Stimulering Duurzame Energieproductie (SDE)

De regeling Stimulering Duurzame Energieproductie (SDE) is de opvolger van de regeling Milieukwaliteit van de Elektriciteitsproductie (MEP). De SDE is een exploitatiesubsidie die het verschil vergoedt tussen de kostprijs van hernieuwbare energie en de marktprijs (de onrendabele top) voor projecten op het gebied van hernieuwbaar gas en hernieuwbare elektriciteit. Met ingang van 2013 is de SDE omgevormd en aangepast tot de SDE+. De voor 2022 en verder geraamde budgetten betreffen de uitfinanciering van verplichtingen die in het verleden in het kader van de SDE zijn aangegaan.

Stimulering Duurzame Energieproductie+ (SDE+)

In het Energieakkoord voor duurzame energie is afgesproken dat Nederland in 2020 een aandeel van 14% hernieuwbare energieproductie zou moeten hebben. Verder is afgesproken dat dit aandeel in 2023 16% zal zijn. Het belangrijkste instrument dat het kabinet heeft om dit te realiseren is de SDE+. De SDE+ richt zich op de opties hernieuwbare elektriciteit, hernieuwbaar gas en hernieuwbare warmte en subsidieert het verschil tussen de kostprijs van hernieuwbare energie en de marktprijs, de zogenaamde onrendabele top. Uit het SDE+-budget wordt ook de aanleg van het net op zee door TenneT en het flankerend beleid rond SDE+ en Wind op Zee gefinancierd.

In 2022 is binnen het SDE+-budget voor de realisatie van 21GW windenergie op zee tot en met 2030 een bedrag van € 150 mln gereserveerd.
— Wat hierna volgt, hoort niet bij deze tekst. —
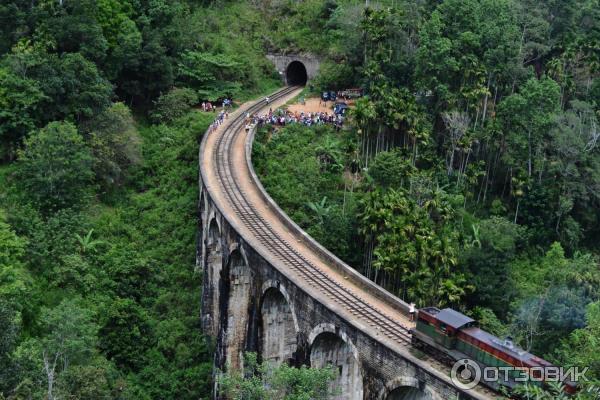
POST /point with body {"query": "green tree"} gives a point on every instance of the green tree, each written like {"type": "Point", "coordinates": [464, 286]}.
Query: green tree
{"type": "Point", "coordinates": [126, 334]}
{"type": "Point", "coordinates": [264, 381]}
{"type": "Point", "coordinates": [488, 260]}
{"type": "Point", "coordinates": [174, 104]}
{"type": "Point", "coordinates": [55, 167]}
{"type": "Point", "coordinates": [69, 340]}
{"type": "Point", "coordinates": [19, 102]}
{"type": "Point", "coordinates": [115, 144]}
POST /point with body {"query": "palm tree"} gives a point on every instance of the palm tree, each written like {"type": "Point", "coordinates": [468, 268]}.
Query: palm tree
{"type": "Point", "coordinates": [321, 209]}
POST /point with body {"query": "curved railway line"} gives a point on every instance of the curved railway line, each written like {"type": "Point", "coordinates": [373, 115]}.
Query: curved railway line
{"type": "Point", "coordinates": [232, 184]}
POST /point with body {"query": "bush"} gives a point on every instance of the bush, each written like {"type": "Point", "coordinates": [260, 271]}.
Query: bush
{"type": "Point", "coordinates": [173, 105]}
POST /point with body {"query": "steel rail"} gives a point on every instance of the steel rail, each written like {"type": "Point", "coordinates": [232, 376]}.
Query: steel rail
{"type": "Point", "coordinates": [281, 249]}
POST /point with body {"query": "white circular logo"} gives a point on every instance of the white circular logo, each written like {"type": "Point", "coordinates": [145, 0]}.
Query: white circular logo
{"type": "Point", "coordinates": [465, 374]}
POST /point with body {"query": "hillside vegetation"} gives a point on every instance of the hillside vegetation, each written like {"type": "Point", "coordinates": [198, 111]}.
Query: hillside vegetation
{"type": "Point", "coordinates": [469, 175]}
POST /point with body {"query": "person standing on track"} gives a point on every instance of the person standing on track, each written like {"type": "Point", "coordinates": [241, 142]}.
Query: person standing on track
{"type": "Point", "coordinates": [412, 311]}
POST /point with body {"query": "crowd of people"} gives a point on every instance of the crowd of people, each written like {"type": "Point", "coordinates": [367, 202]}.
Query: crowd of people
{"type": "Point", "coordinates": [221, 117]}
{"type": "Point", "coordinates": [281, 118]}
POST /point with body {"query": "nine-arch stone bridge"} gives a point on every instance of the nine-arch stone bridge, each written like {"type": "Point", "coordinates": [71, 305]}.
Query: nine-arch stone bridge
{"type": "Point", "coordinates": [271, 289]}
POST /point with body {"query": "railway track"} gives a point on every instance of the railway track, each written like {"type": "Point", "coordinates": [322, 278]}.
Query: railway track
{"type": "Point", "coordinates": [283, 250]}
{"type": "Point", "coordinates": [229, 177]}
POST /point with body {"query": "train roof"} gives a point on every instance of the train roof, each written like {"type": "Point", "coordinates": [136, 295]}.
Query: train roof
{"type": "Point", "coordinates": [506, 346]}
{"type": "Point", "coordinates": [450, 317]}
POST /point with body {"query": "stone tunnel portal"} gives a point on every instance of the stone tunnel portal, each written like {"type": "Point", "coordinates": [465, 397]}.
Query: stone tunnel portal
{"type": "Point", "coordinates": [296, 74]}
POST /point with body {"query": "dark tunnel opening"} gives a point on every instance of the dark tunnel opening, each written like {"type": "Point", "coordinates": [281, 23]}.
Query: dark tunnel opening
{"type": "Point", "coordinates": [296, 74]}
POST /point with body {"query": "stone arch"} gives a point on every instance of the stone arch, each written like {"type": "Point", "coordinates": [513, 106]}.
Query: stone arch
{"type": "Point", "coordinates": [212, 277]}
{"type": "Point", "coordinates": [295, 73]}
{"type": "Point", "coordinates": [238, 304]}
{"type": "Point", "coordinates": [407, 388]}
{"type": "Point", "coordinates": [329, 346]}
{"type": "Point", "coordinates": [279, 326]}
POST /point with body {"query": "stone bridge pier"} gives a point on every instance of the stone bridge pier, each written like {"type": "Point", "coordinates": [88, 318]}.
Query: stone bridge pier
{"type": "Point", "coordinates": [249, 305]}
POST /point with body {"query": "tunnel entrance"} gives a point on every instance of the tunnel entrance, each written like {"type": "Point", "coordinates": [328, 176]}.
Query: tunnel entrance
{"type": "Point", "coordinates": [295, 74]}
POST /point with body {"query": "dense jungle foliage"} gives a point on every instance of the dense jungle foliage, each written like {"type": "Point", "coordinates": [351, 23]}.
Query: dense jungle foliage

Hiermee wordt de voorbereiding, inpassing en uitvoering door het Rijk van de uitrol van wind op zee mogelijk gemaakt. Met de middelen in 2022 worden met name (locatie)onderzoeken gefinancierd: geotechnisch onderzoek naar de bodemcondities en onderzoek naar windsnelheden, morfologie, archeologie en ecologie. De middelen zijn niet alleen voor EZK bestemd, maar ook voor de ministeries van IenW, LNV en (voor een klein deel) J&V: hun aandeel zal al naar gelang hun financieringsbehoefte naar de verschillende departementale begrotingen worden overgeheveld.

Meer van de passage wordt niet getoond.